By September 8, 2020November 14th, 2022No Comments

Nielsen’s Dave Hohman joins Cross Screen Media’s Michael Beach to share his unique insights on developments, trends, and challenges across the Convergent TV Space in our latest Screen Wars Thought Leader Interview. Full transcript below.

 

Michael Beach:  Today we are pleased to have Dave Hohman, the Executive Vice President, Managing Director of Demand Side Media, Nielsen join us. Let’s start off with one of our icebreakers that we like to ask everybody: What was your first job? And what lessons did you take away from it applied to your career?

Dave Hohman: I joined the Marine Corps right out of high school. And I would say that was probably the defining lesson that I learned. In addition to self-motivation and self-discipline, I think the thing that I’ve carried through my career most is servant leadership, the idea that you’re only as fast as your slowest team member, that training, collaboration and cooperation is key, and that as a leader, your job is to set a vision and provide the resources that are necessary for your team to do their job. Remove the barriers that get in the way of their being able to do their job and then getting out of their way and letting them do it. And that has served me really well in my career.

MB: How did you get your start in the conversion TV space?

DH: My career took a path based on opportunities that presented themselves. I’m somebody that looks at an opportunity as an open door and I want to find out what’s on the other side before the door gets slammed in my face. My first job out of the Marines when I left was working for a super-regional bank, and I got involved in database marketing in that regard. From there, my career moved from a couple of different client side businesses into the agency space. And then I was ultimately hired by Nielsen to come and run the agency business. And that then expanded into the demand side of media.

MB: Seeing both the demand side and then Nielsen as the core currency of the supply side as well, what have you seen as the biggest changes in the video ad marketplace?

DH: I think the biggest change is the explosion of different video platforms and for a variety of reasons. In the 80s you had cable companies and cable news, in the 90s you had DVRs, and in the early 2000s, that was becoming more and more prevalent, so that time shifting became something that we had to deal with. And then with the end of the 2000s you had the adoption of mobile devices, smartphones, etc. Add to that the availability of faster broadband and I think streaming has become kind of the new change. And from a consumer perspective, video is video. They don’t make the distinction anymore between television and digital video and streaming. It’s what they want to watch when they want to watch it and where it’s available. And I think that the changes today are more about live and on-demand. And even live programming like sports is often streamed on a mobile device. So there’s this convergence of device and content and consumer behavior that’s been facilitated by the adoption of technology and broadband services.

MB: We’ve featured several recent reports from Nielsen, including the total audience report, about streaming media and total streaming minutes. Obviously there’s been a ton of change; how has Nielsen adapted to this new environment?
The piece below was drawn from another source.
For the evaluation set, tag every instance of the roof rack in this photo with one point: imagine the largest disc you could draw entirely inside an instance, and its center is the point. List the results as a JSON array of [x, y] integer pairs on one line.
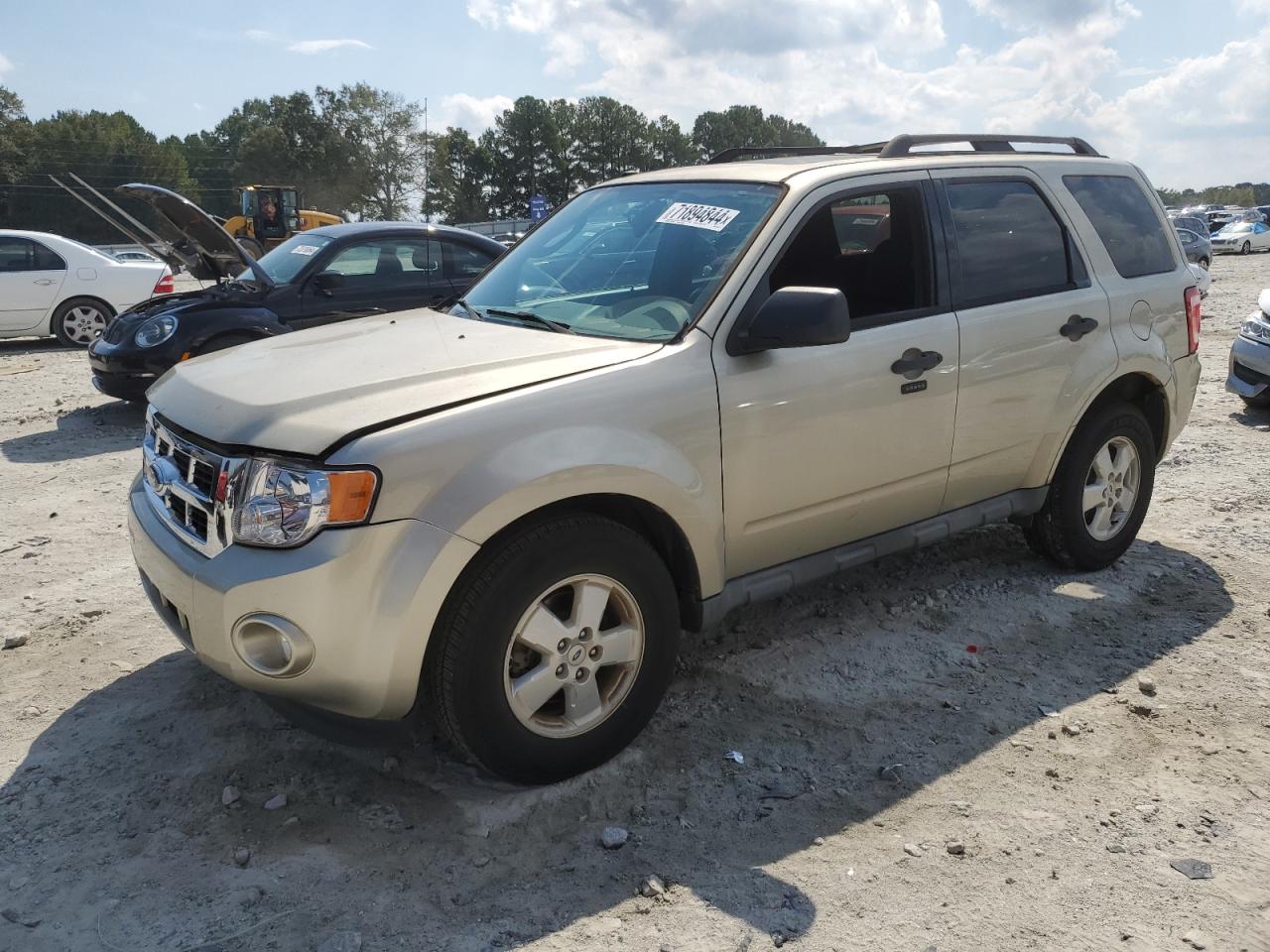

DH: Nielsen has consistently been looking at what consumers engage with from both a content and an advertising standpoint; it’s just gotten a lot more complicated because of the fragmentation of media. Advertisers are interested in being able to engage with the consumer where they are. And in order to do that, they need to know what content they’re watching, and then what kind of ads behave or perform more effectively in different places on different platforms. And so, from Nielsen’s standpoint, our job really hasn’t changed that much. It’s just gotten a lot harder, it’s a lot more challenging to be able to do that. Ultimately, what we’re working towards is cross media measurement where you have a consistent and comparable ability to measure what people are engaging with, de-duplicated at a person level, because what you’ve got is advertisers wanting to do is to optimize their reach and frequency across all of those platforms and you want media owners to be able to effectively have yield optimization. And in order to do that, you’ve got to know what people are engaging with and where. So Nielsen’s movement towards cross media measurement is being driven by a lot of technological advances internally; one platform, one data architecture, one panel, that’s the direction that we’re moving so that everything is consistent because the harmonization of all of that data, and then the de-duplication of all of that data, is the only way that you can get to that ultimate goal.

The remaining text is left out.